Una selección efectiva de tecnologías de memoria para TCAM para mejorar las operaciones de búsqueda: demostración de eficiencia de memoria en la recuperación de SDN
Autores: Alahmadi, Abdulhadi; Chung, Tae Sun
Idioma: Inglés
Editor: MDPI
Año: 2024
Acceso abierto
Artículo científico
2024
Una selección efectiva de tecnologías de memoria para TCAM para mejorar las operaciones de búsqueda: demostración de eficiencia de memoria en la recuperación de SDN
Categoría
Ingeniería y Tecnología
Subcategoría
Ingeniería Eléctrica y Electrónica
Palabras clave
Memoria ternaria de dirección contenida
TCAM
Tablas de flujo
Redes definidas por software
Conmutadores OpenFlow
Tecnologías de memoria
Licencia
CC BY-SA – Atribución – Compartir Igual
Consultas: 34
Citaciones: Sin citaciones
La Memoria de Contenido-Asociativo Ternario (TCAM) se utiliza para almacenar las tablas de flujo en los conmutadores OpenFlow basados en redes definidas por software (SDN). Sin embargo, la TCAM solo puede almacenar un cierto número de tablas de flujo (8000).
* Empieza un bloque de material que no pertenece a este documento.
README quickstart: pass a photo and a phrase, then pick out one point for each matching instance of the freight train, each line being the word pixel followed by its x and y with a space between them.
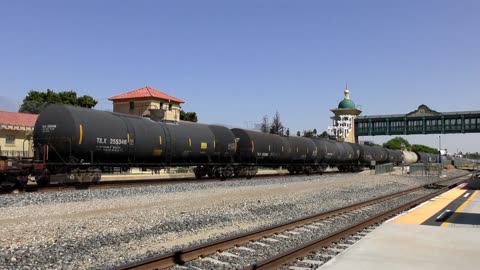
pixel 84 143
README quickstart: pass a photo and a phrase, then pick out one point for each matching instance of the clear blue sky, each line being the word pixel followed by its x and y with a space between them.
pixel 235 61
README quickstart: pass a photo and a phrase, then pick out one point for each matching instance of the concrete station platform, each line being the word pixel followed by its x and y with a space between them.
pixel 423 238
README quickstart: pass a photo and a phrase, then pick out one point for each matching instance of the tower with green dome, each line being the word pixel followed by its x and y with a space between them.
pixel 344 119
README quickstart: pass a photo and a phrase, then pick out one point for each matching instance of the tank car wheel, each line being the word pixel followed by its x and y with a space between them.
pixel 43 179
pixel 9 183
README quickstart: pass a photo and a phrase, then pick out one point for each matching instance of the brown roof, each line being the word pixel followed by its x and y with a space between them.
pixel 18 119
pixel 145 92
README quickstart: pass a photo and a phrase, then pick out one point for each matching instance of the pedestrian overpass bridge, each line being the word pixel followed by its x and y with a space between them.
pixel 421 121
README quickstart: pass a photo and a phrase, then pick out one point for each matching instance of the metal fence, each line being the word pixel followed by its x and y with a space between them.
pixel 430 169
pixel 384 168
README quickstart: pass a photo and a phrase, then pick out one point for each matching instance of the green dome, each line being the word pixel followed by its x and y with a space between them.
pixel 346 104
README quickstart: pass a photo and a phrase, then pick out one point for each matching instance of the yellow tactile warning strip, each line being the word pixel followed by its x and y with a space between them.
pixel 460 209
pixel 424 212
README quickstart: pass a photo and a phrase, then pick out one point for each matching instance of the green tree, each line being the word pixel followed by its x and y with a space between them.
pixel 276 127
pixel 397 143
pixel 35 101
pixel 188 116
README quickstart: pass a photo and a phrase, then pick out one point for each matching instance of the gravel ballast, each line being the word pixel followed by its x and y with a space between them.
pixel 101 228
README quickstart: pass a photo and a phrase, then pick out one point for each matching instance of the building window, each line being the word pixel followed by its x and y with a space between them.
pixel 10 139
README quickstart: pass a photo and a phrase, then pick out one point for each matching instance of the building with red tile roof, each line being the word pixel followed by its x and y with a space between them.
pixel 15 133
pixel 148 102
pixel 146 93
pixel 14 120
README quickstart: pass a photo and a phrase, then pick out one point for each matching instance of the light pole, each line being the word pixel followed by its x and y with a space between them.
pixel 439 148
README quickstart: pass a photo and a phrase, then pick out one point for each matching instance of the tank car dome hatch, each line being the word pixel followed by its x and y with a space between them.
pixel 346 103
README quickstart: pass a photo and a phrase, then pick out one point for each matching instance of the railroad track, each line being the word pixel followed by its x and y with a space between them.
pixel 277 246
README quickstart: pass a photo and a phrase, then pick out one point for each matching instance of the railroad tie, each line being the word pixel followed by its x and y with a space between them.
pixel 260 244
pixel 246 249
pixel 298 268
pixel 215 261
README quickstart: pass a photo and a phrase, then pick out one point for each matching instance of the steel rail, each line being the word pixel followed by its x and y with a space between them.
pixel 303 251
pixel 182 256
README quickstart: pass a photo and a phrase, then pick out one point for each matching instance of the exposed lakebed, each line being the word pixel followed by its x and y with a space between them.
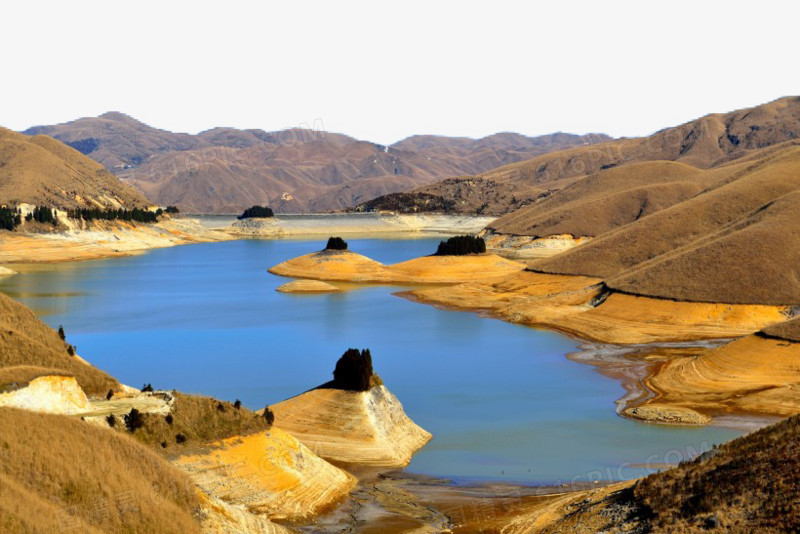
pixel 502 401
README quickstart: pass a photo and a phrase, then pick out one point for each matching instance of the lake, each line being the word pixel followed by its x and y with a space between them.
pixel 502 400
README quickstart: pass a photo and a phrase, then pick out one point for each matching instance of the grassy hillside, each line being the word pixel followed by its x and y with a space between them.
pixel 606 200
pixel 704 143
pixel 59 474
pixel 30 349
pixel 747 485
pixel 737 241
pixel 227 170
pixel 40 170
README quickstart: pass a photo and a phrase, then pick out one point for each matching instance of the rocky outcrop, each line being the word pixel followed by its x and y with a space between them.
pixel 50 394
pixel 347 266
pixel 356 427
pixel 269 473
pixel 527 247
pixel 668 415
pixel 307 286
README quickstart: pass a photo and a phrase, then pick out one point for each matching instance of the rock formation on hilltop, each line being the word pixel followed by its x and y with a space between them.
pixel 353 419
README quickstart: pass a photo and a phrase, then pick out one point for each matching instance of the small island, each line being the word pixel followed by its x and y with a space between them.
pixel 461 245
pixel 257 212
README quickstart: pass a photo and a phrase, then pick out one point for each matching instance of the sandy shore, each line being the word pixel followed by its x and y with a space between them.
pixel 108 240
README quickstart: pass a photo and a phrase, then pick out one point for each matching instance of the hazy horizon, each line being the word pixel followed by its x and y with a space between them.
pixel 386 72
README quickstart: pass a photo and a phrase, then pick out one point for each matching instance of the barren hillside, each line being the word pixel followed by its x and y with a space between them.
pixel 226 170
pixel 40 170
pixel 704 143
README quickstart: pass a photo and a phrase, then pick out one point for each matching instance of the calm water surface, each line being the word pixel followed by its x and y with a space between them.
pixel 501 400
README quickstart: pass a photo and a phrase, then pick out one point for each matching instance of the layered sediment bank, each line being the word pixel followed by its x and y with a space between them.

Además, cuando las tablas de flujo del conmutador necesitan ser actualizadas debido a una falla en el enlace en la SDN, es posible que se pierdan actualizaciones adicionales debido al límite de las tablas de flujo en el espacio de la TCAM. Por lo tanto, para resolver este problema, es necesario utilizar otras memorias en conjunto con la TCAM para mejorar las operaciones de memoria de la TCAM. Al considerar qué tecnología de memoria flash se utilizará en conjunto con la TCAM, es necesario equilibrar varios factores para garantizar un rendimiento óptimo, velocidad, resistencia, confiabilidad, complejidad de integración y rentabilidad. Por lo tanto, esto conduce a un problema de toma de decisiones multicriterio con respecto a la selección de otras tecnologías de memoria como 3D XPoint, RAM Magnetorresistiva, RAM Resistiva y RAM Ferroeléctrica. En este documento, utilizamos el método de proceso de red analítica (ANP) para seleccionar la tecnología adecuada en conjunto con la TCAM, considerando las características de las tecnologías de memoria para Internet de las Cosas Definido por Software (SD-IoT). Proporcionamos un modelo numérico integral aprovechando el ANP para clasificar las tecnologías de memoria en función de sus pesos. Los pesos más altos identifican la tecnología más adecuada para la TCAM. Realizamos simulaciones para mostrar la efectividad del modelo matemático utilizando el ANP. Los resultados muestran que la metodología sugerida reduce el retraso de recuperación, mejora la proporción de paquetes recibidos (PRR), disminuye la fluctuación y aumenta el rendimiento.
Descripción
La Memoria de Contenido-Asociativo Ternario (TCAM) se utiliza para almacenar las tablas de flujo en los conmutadores OpenFlow basados en redes definidas por software (SDN). Sin embargo, la TCAM solo puede almacenar un cierto número de tablas de flujo (8000). Además, cuando las tablas de flujo del conmutador necesitan ser actualizadas debido a una falla en el enlace en la SDN, es posible que se pierdan actualizaciones adicionales debido al límite de las tablas de flujo en el espacio de la TCAM. Por lo tanto, para resolver este problema, es necesario utilizar otras memorias en conjunto con la TCAM para mejorar las operaciones de memoria de la TCAM. Al considerar qué tecnología de memoria flash se utilizará en conjunto con la TCAM, es necesario equilibrar varios factores para garantizar un rendimiento óptimo, velocidad, resistencia, confiabilidad, complejidad de integración y rentabilidad. Por lo tanto, esto conduce a un problema de toma de decisiones multicriterio con respecto a la selección de otras tecnologías de memoria como 3D XPoint, RAM Magnetorresistiva, RAM Resistiva y RAM Ferroeléctrica. En este documento, utilizamos el método de proceso de red analítica (ANP) para seleccionar la tecnología adecuada en conjunto con la TCAM, considerando las características de las tecnologías de memoria para Internet de las Cosas Definido por Software (SD-IoT). Proporcionamos un modelo numérico integral aprovechando el ANP para clasificar las tecnologías de memoria en función de sus pesos. Los pesos más altos identifican la tecnología más adecuada para la TCAM. Realizamos simulaciones para mostrar la efectividad del modelo matemático utilizando el ANP. Los resultados muestran que la metodología sugerida reduce el retraso de recuperación, mejora la proporción de paquetes recibidos (PRR), disminuye la fluctuación y aumenta el rendimiento.